So, is a victory by 83 good or bad? Is there any hope of new concessions from Brussels? Is Parliament likely to agree on anything soon?
The answer to questions two and three looks to be no. The answer to number one is “it depends”.
And there, in a nutshell, is one of Theresa May’s problems.
The Conservative party in Parliament has been described as “the most sophisticated electorate in the world”. The assessment is said to be based on the party’s ability to choose the right leader for the moment and to deal with an array of changing circumstances.
Earlier this week though they had what looked like a simple choice – confidence in the leader, yes or no.
Yet MPs will have seen this poll as a lot more complicated than that. Some will have been keen to prevent particular individuals having a chance to take the reins. If I am an ambitious politician with eyes on the prize but not quite ready, or if I am someone who hates one of the likely contenders with a passion, it is in my interests to delay any vacancy. If I am someone who wants a new leader, but wants them free of the baggage of Brexit, it is in my interests to delay.
So, it is impossible to read the vote for May (200 to 117) as full-throated confidence.
And already there is dissent about whether a margin of 83 is good or poor.
Still, they are where they are.
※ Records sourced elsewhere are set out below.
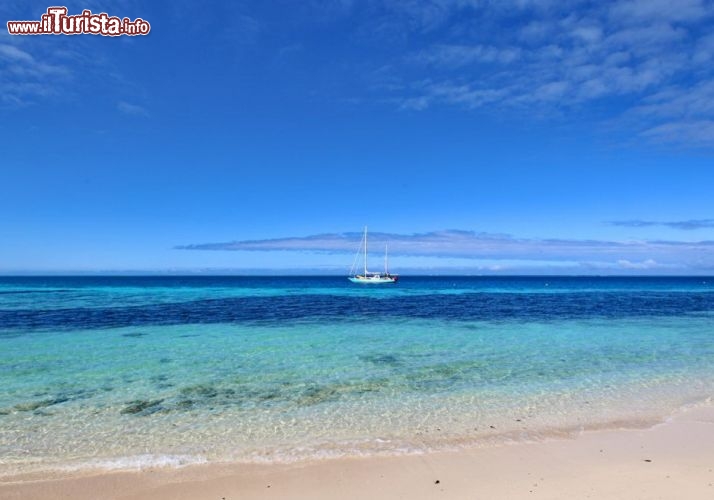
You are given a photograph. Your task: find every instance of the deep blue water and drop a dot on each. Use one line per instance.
(119, 371)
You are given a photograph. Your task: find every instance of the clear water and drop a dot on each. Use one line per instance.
(124, 372)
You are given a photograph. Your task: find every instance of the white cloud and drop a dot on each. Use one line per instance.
(497, 248)
(132, 109)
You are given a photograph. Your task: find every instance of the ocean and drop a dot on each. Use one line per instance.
(131, 372)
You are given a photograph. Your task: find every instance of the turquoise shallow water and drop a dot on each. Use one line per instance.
(126, 372)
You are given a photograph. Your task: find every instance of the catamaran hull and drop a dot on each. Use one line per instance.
(373, 281)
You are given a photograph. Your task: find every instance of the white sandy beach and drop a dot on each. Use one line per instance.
(671, 460)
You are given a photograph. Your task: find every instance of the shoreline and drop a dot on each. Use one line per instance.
(670, 459)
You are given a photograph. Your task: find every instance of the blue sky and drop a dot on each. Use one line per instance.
(518, 136)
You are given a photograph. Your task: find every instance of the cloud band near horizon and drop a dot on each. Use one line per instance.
(473, 245)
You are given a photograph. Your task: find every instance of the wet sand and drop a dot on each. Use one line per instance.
(671, 460)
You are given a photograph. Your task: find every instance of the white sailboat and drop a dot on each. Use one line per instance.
(369, 277)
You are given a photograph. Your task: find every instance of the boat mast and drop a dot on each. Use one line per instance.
(386, 258)
(365, 251)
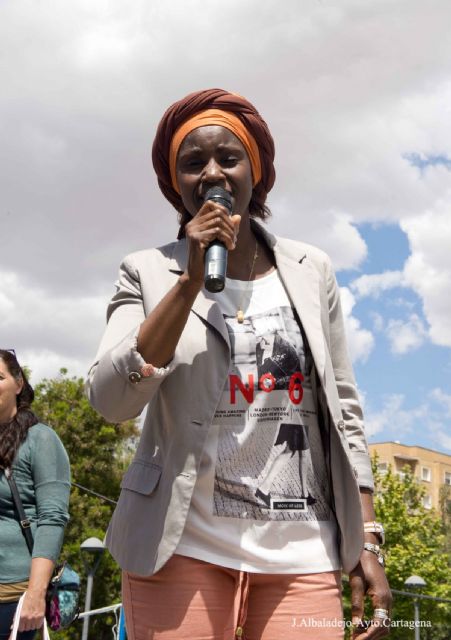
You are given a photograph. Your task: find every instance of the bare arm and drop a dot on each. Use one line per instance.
(33, 609)
(368, 578)
(161, 330)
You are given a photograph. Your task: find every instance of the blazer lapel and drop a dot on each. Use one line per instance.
(205, 305)
(302, 283)
(299, 277)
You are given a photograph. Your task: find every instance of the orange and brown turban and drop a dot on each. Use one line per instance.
(213, 106)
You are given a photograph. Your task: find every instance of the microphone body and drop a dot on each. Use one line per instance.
(216, 254)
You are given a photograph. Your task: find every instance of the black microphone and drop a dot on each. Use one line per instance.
(216, 254)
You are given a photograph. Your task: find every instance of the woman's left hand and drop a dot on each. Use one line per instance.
(33, 611)
(368, 578)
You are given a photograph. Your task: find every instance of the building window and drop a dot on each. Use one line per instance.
(426, 474)
(382, 467)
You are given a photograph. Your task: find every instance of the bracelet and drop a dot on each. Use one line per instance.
(375, 548)
(375, 527)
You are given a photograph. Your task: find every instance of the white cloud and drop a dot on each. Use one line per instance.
(360, 341)
(428, 269)
(444, 399)
(49, 332)
(395, 421)
(87, 82)
(407, 335)
(376, 283)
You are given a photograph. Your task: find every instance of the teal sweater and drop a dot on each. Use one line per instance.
(42, 473)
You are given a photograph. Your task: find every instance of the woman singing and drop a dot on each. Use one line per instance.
(221, 530)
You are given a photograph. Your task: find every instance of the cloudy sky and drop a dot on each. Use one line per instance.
(357, 95)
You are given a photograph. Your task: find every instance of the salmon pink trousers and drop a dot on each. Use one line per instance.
(189, 599)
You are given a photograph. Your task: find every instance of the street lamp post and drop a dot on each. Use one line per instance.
(92, 550)
(415, 583)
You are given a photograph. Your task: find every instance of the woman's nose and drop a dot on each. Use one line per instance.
(213, 171)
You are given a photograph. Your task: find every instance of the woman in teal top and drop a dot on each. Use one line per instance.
(40, 467)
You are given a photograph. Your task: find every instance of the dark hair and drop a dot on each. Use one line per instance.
(257, 209)
(14, 432)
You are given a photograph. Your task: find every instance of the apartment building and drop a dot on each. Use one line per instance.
(431, 468)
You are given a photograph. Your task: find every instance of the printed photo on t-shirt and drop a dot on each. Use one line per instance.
(270, 457)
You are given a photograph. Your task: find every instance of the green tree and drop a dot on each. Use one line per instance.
(416, 544)
(99, 453)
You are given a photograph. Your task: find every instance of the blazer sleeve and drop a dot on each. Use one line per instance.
(111, 386)
(346, 385)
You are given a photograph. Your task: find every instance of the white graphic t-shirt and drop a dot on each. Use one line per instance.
(261, 502)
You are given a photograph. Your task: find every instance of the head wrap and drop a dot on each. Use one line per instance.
(223, 119)
(183, 110)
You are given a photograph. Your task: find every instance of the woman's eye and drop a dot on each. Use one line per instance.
(230, 161)
(194, 163)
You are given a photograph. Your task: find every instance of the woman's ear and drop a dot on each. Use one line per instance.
(19, 383)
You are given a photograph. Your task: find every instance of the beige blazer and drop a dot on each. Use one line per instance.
(156, 490)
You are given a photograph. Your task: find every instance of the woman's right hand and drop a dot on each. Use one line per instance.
(33, 611)
(211, 222)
And under the rules there can be no internal vote of confidence for another year. So, unless there are events in the House of Commons more widely, May could have some breathing space.
Those of us on the outside don’t really see the detail. We don’t know the key players and we can only guess the pressures. But those caveats aside, here are my comms tips for Theresa May and her supporters (spoiler alert – they are about more than comms):
1: You need to find a win or some good news from somewhere. “De-toxified” language in the political declaration or in the communique from today’s European meeting isn’t going to cut it.
But a win can come from somewhere other than the Brexit jungle. Most normal people are not that interested in the minutiae of language. Most don’t spend every waking hour talking about the backstop. Surely there is a piece of legislation or an initiative the Government can promote heavily to deliver this.
2: You need to shift the focus from effort to results. There has been considerable media coverage of your work on Brexit and the huge effort in terms of travelling and meeting. People like to see their politicians work hard so this has been a good look. However, there comes a tipping point when visible effort without welcomed results can make a leader look ineffective. And we have gone past that tipping point now.
Both the points above are sensible, and right… but just not doable in the current political context.
There is no Government legislative announcement that delivers a win and other good news is not cutting through. Proposed laws in the pipeline, such as on immigration, have the potential to displease two sets of audiences. And while there have been announcements about good economic news recently. These have pretty much sunk without trace.
And the effort/result ratio is completely in the hands of 27 other leaders plus the European Commission. Assuming they stick to what they have said about no concessions, the only way to flex the ratio is to visibly put in less effort!
However, there is a risky step you could take. It is risky because it could create more uncertainty while also forcing you to go against a set of previous statements.
The suggestion of a new referendum on Brexit has begun to garner support from unlikely quarters. It has moved from a potential opposition tactic to a strategy which could break the logjam of decision-making stasis. Today (Thursday 13th December) the Times newspaper’s editorial argued in favour.
You have frequently spoken of the need to respect the results of the last referendum. And you have so far ruled out another referendum. But an argument could be made that the will of the people is so important that it needs to be demonstrated again in the new context of potential deals, known problems and new analysis. There is a quote attributed to John Maynard Keynes (although it is hard to find evidence that he actually said it) which goes “When the facts change, I change my mind. What do you do sir”?
Well the facts have changed. Maybe a change of mind would work.
PS: I would also sort out the whips office. They are clearly not delivering the votes you need.